Symbole là aussi: la première passation de pouvoir entre anciens et nouveaux ministres a eu lieu à Bercy dimanche. Bruno Le Maire, le sortant, qui tenait les clés financières du pays depuis 2017, a remis à son successeur un bâton de marche du Pays basque, avant lui-même de venir enseigner en Suisse, à l’université de Lausanne. Le message: préparez-vous à de douloureux efforts.
La première réponse de Michel Barnier est venue le soir même devant les caméras de France 2. Oui, l’heure est grave. Le nouveau Premier ministre a cité deux chiffres: celui de la dette record, supérieure à 3000 milliards d’euros, et celui des intérêts que la France doit rembourser chaque année à ses créanciers: 50 milliards, soit un peu moins que le budget annuel de 63 milliards alloué au ministère de l’Éducation nationale!
Dette publique et investisseurs internationaux
L’ancien Commissaire européen aux services financiers a en plus insisté sur une particularité française: la dette contractée par la République est détenue à près de 55% par des investisseurs internationaux. Ceux-là scrutent donc l’économie nationale. Car ils savent qu’à l’Assemblée, deux forces politiques majeures, le Rassemblement national (droite nationale-populiste) et la gauche, plaident pour une injection d’argent public dans l’économie, pour une augmentation des salaires et du pouvoir d’achat et pour l’abrogation de la réforme du régime des retraites entrée en vigueur en septembre 2023.
Comment faire dans ce cas? Le plus urgent est de tirer de toutes ses forces le signal d’alarme, alors que le débat budgétaire va démarrer début octobre avec quelques jours de retard. Il faut faire peur. Car la situation l’exige: «La France est loin de bénéficier d’une situation d’endettement stabilisée note dans le quotidien économique Les Echos le banquier Olivier Klein. Tôt ou tard, une crise de refinancement interviendra.»
Et d’ajouter, en guise d’avertissement: «Eu égard au niveau comparativement très élevé des dépenses publiques et des prélèvements obligatoires en France (record mondial), il est bien plus efficace de réduire les premières et de ne pas augmenter les seconds […] Le choix entre baisses de dépenses et hausses des impôts est peut-être un choix politique, mais il n’est sûrement pas pertinent en termes d’efficacité économique dans la situation de la France.»
Le ministre sortant des Finances Bruno Le Maire est assailli de critiques. Son bilan est associé à l’explosion de la dette et du déficit, qui pourrait frôler les 6% à la fin 2024. Mais son entourage refuse d’accuser le coup. La responsabilité est pointée vers Emmanuel Macron, ce président qui a sans cesse fait des chèques pour désamorcer les crises. On se souvient, dès le début de son premier quinquennat, des 17 milliards d’euros injectés pour calmer les «gilets jaunes». Les pro-Le Maire soulignent aussi que le dérapage des dépenses des collectivités locales est bien réel. En clair: le panier français est percé.
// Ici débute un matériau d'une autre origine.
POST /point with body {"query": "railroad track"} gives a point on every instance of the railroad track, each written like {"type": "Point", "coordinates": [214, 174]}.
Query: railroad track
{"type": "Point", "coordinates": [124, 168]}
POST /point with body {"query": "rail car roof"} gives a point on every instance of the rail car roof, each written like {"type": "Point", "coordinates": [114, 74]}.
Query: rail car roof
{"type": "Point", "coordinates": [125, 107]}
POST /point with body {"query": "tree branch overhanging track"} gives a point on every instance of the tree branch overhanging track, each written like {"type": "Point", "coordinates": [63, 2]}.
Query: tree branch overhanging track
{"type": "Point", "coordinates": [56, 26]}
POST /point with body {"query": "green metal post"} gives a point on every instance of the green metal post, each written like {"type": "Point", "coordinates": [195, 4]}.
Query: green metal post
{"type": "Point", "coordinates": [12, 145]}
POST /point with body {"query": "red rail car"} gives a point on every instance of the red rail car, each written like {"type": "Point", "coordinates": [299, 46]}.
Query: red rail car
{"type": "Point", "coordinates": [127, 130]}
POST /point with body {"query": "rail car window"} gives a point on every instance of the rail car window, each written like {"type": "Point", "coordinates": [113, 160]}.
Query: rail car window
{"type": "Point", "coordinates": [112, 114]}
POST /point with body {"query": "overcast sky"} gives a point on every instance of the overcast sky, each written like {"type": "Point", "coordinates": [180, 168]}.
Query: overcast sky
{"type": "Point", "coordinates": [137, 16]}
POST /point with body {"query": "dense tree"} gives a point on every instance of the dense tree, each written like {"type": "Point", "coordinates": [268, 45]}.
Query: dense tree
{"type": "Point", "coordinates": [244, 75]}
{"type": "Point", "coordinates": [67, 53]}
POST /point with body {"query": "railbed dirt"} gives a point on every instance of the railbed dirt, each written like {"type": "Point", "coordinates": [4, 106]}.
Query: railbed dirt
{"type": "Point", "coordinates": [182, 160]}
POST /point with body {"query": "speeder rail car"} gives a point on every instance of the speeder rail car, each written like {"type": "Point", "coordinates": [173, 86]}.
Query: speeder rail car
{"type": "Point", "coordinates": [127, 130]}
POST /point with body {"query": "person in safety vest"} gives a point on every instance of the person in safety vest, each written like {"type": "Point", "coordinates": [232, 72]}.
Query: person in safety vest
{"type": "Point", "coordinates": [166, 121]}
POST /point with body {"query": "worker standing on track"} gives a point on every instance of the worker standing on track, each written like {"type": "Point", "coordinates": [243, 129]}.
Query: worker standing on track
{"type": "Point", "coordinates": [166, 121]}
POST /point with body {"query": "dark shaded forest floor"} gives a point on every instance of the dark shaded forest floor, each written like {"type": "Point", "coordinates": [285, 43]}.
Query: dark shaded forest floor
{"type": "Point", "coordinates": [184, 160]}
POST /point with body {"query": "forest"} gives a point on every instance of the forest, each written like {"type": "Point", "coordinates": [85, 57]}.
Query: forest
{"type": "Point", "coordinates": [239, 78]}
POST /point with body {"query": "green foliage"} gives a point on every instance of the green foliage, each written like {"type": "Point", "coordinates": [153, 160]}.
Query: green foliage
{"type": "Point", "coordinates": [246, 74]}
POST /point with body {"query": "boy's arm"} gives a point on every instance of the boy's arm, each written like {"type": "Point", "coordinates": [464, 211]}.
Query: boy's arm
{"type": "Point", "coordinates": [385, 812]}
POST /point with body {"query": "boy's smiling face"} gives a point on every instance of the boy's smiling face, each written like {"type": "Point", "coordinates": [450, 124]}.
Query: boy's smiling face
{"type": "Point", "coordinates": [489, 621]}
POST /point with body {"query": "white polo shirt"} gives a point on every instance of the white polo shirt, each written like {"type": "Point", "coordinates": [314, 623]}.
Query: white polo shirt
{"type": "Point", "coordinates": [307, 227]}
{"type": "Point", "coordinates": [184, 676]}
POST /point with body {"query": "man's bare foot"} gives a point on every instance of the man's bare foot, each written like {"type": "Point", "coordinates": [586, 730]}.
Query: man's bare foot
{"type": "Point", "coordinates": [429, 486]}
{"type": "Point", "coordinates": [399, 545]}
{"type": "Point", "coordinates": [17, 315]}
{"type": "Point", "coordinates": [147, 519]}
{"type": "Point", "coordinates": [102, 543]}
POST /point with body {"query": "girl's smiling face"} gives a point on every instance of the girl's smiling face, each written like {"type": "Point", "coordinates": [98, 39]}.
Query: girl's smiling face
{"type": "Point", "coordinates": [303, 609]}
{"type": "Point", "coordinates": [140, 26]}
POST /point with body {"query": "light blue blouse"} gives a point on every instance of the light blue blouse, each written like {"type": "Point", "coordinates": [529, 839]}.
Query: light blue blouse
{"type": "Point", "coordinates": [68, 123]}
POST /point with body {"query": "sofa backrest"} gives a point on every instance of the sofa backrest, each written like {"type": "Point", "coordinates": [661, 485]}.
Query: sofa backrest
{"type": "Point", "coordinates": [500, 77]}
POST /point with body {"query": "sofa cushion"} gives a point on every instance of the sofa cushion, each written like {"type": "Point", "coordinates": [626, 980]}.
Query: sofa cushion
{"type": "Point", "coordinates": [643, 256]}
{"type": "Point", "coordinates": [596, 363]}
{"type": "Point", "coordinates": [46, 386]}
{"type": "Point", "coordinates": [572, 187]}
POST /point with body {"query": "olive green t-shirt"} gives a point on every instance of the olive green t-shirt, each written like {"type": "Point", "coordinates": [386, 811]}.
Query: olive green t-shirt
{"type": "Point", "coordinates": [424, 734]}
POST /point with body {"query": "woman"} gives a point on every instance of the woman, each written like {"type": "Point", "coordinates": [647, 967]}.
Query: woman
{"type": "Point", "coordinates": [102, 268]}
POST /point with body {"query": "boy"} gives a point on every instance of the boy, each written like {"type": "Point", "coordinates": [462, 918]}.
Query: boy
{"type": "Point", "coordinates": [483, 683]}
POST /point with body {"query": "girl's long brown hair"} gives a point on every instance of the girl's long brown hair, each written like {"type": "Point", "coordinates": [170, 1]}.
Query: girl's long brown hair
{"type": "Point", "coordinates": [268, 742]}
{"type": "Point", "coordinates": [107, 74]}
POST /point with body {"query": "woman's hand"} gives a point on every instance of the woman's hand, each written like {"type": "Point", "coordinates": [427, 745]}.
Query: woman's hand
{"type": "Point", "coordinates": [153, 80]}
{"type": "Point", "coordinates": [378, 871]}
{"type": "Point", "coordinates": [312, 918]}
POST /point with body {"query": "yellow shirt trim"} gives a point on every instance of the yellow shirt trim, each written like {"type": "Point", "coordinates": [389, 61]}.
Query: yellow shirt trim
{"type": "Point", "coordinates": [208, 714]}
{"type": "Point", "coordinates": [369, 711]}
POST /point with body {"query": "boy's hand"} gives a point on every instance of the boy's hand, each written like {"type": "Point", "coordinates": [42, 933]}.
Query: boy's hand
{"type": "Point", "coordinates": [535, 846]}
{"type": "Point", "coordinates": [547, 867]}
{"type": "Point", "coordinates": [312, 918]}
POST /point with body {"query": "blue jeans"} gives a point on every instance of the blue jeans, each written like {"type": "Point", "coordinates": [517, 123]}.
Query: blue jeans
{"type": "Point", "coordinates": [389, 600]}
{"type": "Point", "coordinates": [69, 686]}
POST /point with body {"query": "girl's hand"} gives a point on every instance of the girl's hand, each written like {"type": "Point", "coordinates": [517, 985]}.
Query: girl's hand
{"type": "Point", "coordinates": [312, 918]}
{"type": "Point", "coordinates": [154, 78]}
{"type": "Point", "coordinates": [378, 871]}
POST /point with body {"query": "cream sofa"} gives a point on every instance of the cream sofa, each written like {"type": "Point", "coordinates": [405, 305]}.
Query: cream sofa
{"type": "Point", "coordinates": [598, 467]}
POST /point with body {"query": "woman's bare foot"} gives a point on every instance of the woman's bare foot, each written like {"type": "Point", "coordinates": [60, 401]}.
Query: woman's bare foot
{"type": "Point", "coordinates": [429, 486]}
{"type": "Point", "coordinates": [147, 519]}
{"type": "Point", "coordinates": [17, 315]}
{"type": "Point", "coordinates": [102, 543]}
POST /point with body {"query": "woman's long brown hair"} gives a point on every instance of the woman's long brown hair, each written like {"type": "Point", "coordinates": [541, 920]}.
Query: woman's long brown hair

Résultat: il va falloir payer. «Il faudra bien tondre quelqu’un, et ce sera nous», s’énerve un cadre d’une grande multinationale américaine, dans le collimateur du fisc français. Michel Barnier l’a confirmé: des hausses d’impôts auront lieu. Elles pénaliseront les classes les plus riches et les entreprises les plus prospères qu’Emmanuel Macron a justement cherché à attirer en France depuis sept ans à coups d’exonérations fiscales. Comment rester attractif dans ces conditions? Michel Barnier, homme de droite, peut-il lancer son mandat compliqué, sans majorité à l’Assemblée nationale, par de nouvelles taxes?
Ras-le-bol fiscal
«La France plonge, donc il va falloir payer», précise un haut fonctionnaire de Bercy. Sauf que le patient français a besoin d’emplois, de productivité, de création de richesses. Et sauf que les Français en ont marre. Le président de la Cour des comptes Pierre Moscovici, ancien ministre des Finances socialiste, a de nouveau mis en garde sur le «ras-le-bol fiscal». «Le consentement à l’impôt est fragile», a-t-il répété. Le bord du gouffre n’est pas loin.